Since we know what the gain is to be, let us assume that $C_o$ will be 100 fF . Thus, to get a $G B$ of $500 \mathrm{MHz}, R_1$ must be $3.2 \mathrm{k} \Omega$ and $R_2=32 \mathrm{k} \Omega$. Therefore, $R_3$ must be less than $300 \Omega . R_3$ is designed by $\Delta V / I$, where $\Delta V$ is the saturation voltage of M1-M4. Therefore, we can write



$$

R_3=\frac{\Delta V}{I}=\left(\frac{2}{I K^{\prime}(W / L)}\right)^{1 / 2}=300 \Omega \rightarrow 22.2 \times 10^{-6}=K^{\prime} I \frac{W}{L}

$$



or the product of $I$ and $(W / L)$ must be equal to 0.202 . At this point we have a problem because if $W / L$ is small to minimize $C_o$, the current will be too high. If we select $W / L=200 \mu \mathrm{~m} / 1 \mu \mathrm{~m}$ we will get a current of 1 mA . However, using this $W / L$ for M4 and M6 will give a value of $C_o$ that is greater than 100 fF . The solution to this problem is to select the $W / L$ of 200 for M1, M3, M5, and M7 and a smaller $W / L$ for M2, M4, M6, and M8. Let us choose a $W / L= 20 \mu \mathrm{~m} / 1 \mu \mathrm{~m}$ for M2, M4, M6, and M8, which gives a current in these transistors of $100 \mu \mathrm{~A}$. However, now we are multiplying the $R_2 / R_1$ ratio by $1 / 11$ according to Eq. (7.2-10). Thus, we will select $R_2 110$ times $R_1$ or $352 \mathrm{k} \Omega$.
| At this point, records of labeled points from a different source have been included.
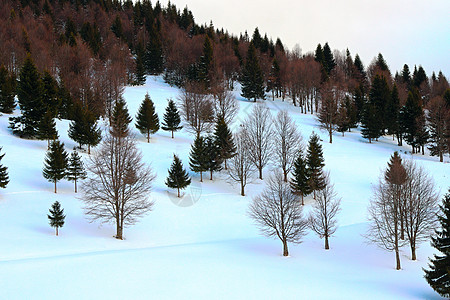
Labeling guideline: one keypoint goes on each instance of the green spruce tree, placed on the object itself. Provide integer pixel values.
(252, 78)
(56, 217)
(55, 163)
(172, 118)
(198, 157)
(315, 164)
(4, 178)
(438, 274)
(178, 177)
(75, 169)
(223, 139)
(147, 120)
(300, 178)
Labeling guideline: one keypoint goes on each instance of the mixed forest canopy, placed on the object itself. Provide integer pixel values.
(85, 52)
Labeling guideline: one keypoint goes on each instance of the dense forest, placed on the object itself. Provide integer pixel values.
(70, 56)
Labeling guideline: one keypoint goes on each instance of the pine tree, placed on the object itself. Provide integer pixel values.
(56, 216)
(300, 181)
(147, 120)
(213, 161)
(55, 163)
(252, 79)
(172, 118)
(198, 157)
(223, 139)
(315, 164)
(29, 94)
(4, 178)
(120, 120)
(75, 169)
(438, 275)
(178, 177)
(7, 91)
(47, 128)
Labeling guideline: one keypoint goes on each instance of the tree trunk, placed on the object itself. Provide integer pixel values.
(285, 249)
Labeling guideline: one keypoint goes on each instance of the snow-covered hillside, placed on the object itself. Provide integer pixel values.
(204, 246)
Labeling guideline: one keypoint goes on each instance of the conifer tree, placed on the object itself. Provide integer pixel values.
(315, 164)
(47, 128)
(198, 156)
(55, 163)
(7, 91)
(223, 139)
(4, 178)
(75, 169)
(178, 177)
(120, 120)
(29, 94)
(438, 274)
(300, 179)
(252, 79)
(56, 216)
(147, 120)
(172, 118)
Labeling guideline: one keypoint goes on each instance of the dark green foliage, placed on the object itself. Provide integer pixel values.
(147, 120)
(223, 138)
(315, 164)
(252, 78)
(300, 178)
(120, 119)
(83, 129)
(7, 91)
(4, 178)
(47, 128)
(178, 177)
(56, 217)
(199, 156)
(438, 274)
(55, 163)
(29, 94)
(172, 118)
(75, 169)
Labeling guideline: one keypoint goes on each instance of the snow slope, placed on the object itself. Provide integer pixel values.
(204, 246)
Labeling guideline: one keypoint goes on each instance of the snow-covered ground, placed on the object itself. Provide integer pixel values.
(205, 246)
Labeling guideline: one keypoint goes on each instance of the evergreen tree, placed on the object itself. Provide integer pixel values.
(198, 157)
(438, 275)
(300, 181)
(75, 169)
(172, 118)
(178, 177)
(315, 164)
(56, 216)
(55, 163)
(147, 120)
(252, 79)
(4, 178)
(120, 119)
(7, 91)
(223, 139)
(47, 128)
(29, 94)
(213, 161)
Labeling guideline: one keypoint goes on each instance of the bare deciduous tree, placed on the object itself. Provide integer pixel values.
(198, 111)
(420, 206)
(287, 142)
(277, 212)
(118, 184)
(322, 219)
(260, 129)
(240, 167)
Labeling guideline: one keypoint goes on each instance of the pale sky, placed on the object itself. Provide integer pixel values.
(413, 32)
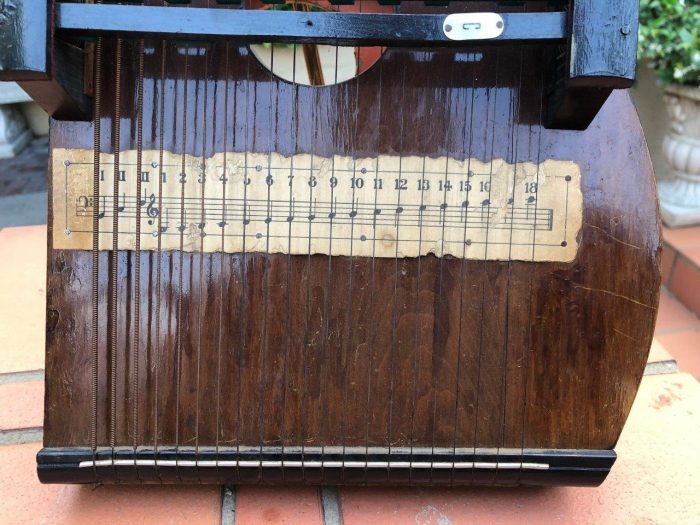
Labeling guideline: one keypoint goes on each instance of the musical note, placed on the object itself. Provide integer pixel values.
(163, 228)
(183, 222)
(246, 213)
(101, 215)
(292, 204)
(151, 210)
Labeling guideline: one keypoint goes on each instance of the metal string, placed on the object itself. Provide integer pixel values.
(244, 292)
(161, 120)
(269, 262)
(115, 247)
(438, 328)
(178, 361)
(326, 303)
(137, 254)
(293, 124)
(95, 299)
(526, 358)
(370, 346)
(463, 268)
(348, 321)
(396, 271)
(416, 359)
(515, 101)
(308, 273)
(494, 90)
(222, 224)
(202, 219)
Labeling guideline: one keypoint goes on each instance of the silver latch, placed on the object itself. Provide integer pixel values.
(473, 26)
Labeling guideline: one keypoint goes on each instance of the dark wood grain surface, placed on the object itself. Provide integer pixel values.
(257, 349)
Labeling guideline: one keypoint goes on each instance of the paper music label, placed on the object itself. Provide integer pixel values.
(387, 206)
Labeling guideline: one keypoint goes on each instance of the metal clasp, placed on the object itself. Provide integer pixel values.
(473, 26)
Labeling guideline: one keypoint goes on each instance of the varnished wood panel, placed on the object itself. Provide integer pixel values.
(255, 349)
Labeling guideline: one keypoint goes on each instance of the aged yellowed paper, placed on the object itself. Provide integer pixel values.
(387, 206)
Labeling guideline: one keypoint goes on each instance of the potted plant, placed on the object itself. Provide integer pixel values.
(669, 39)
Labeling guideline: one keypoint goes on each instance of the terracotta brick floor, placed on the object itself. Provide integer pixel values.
(655, 480)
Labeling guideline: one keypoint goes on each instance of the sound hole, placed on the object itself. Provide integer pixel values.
(317, 65)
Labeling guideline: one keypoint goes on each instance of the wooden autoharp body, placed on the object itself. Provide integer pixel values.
(341, 242)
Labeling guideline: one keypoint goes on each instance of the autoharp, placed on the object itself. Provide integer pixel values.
(340, 242)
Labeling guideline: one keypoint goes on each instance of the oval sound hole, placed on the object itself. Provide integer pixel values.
(317, 65)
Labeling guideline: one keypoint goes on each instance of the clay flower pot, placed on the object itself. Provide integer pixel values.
(679, 194)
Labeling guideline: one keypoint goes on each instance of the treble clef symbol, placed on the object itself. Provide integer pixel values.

Now select a $W / L$ for M12 of $20 \mu \mathrm{~m} / 1 \mu \mathrm{~m}$, which will now permit us to calculate $C_o$. We will assume zero bias on all voltage-dependent capacitors. Furthermore, we will assume the diffusion area as $2 \mu \mathrm{~m}$ times the $W . C_o$ can be written as



$$

C_o=C_{g d 4}+C_{b d 4}+C_{g d 6}+C_{b d 6}+C_{g s 12}

$$

The information required to calculate these capacitors is found from Table 3.2-1. The various capacitors are



$$

\begin{aligned}

C_{g d 4}= & C_{g d 6}=\mathrm{CGDO} \times 10 \mu \mathrm{~m}=\left(220 \times 10^{-12}\right)\left(20 \times 10^{-6}\right)=4.4 \mathrm{fF} \\

C_{b d 4}= & \mathrm{CJ} \times \mathrm{AD}_4+\mathrm{CJSW} \times \mathrm{PD}_4 \\

= & \left(770 \times 10^{-6}\right)\left(20 \times 10^{-12}\right)+\left(380 \times 10^{-12}\right)\left(44 \times 10^{-6}\right)=15.4 \mathrm{fF} \\

& +16.7 \mathrm{fF}=32.1 \mathrm{fF} \\

C_{b d 6}= & \left(560 \times 10^{-6}\right)\left(20 \times 10^{-12}\right)+\left(350 \times 10^{-12}\right)\left(44 \times 10^{-6}\right)=26.6 \mathrm{fF} \\

C_{g s 12}= & \left(220 \times 10^{-12}\right)\left(20 \times 10^{-6}\right)+(0.67)\left(20 \times 10^{-6} \cdot 10^{-6} \cdot 24.7 \times 10^{-4}\right)=37.3 \mathrm{fF}

\end{aligned}

$$

Therefore,



$$

C_o=4.4 \mathrm{fF}+32.1 \mathrm{fF}+4.4 \mathrm{fF}+26.6 \mathrm{fF}+37.3 \mathrm{fF}=105 \mathrm{fF}

$$





Note that if we had not reduced the $W / L$ of M2, M4, M6, and M8 then $C_o$ would have easily exceeded 100 fF . Since 105 fF is close to our original guess of 100 fF , let us keep the values of $R_1$ and $R_2$. If this value was significantly different, then we would adjust the values of $R_1$ and $R_2$ so that the $G B$ is 500 MHz . One must also check to make sure that the input pole is greater than 500 MHz (see Problem 7.2-6).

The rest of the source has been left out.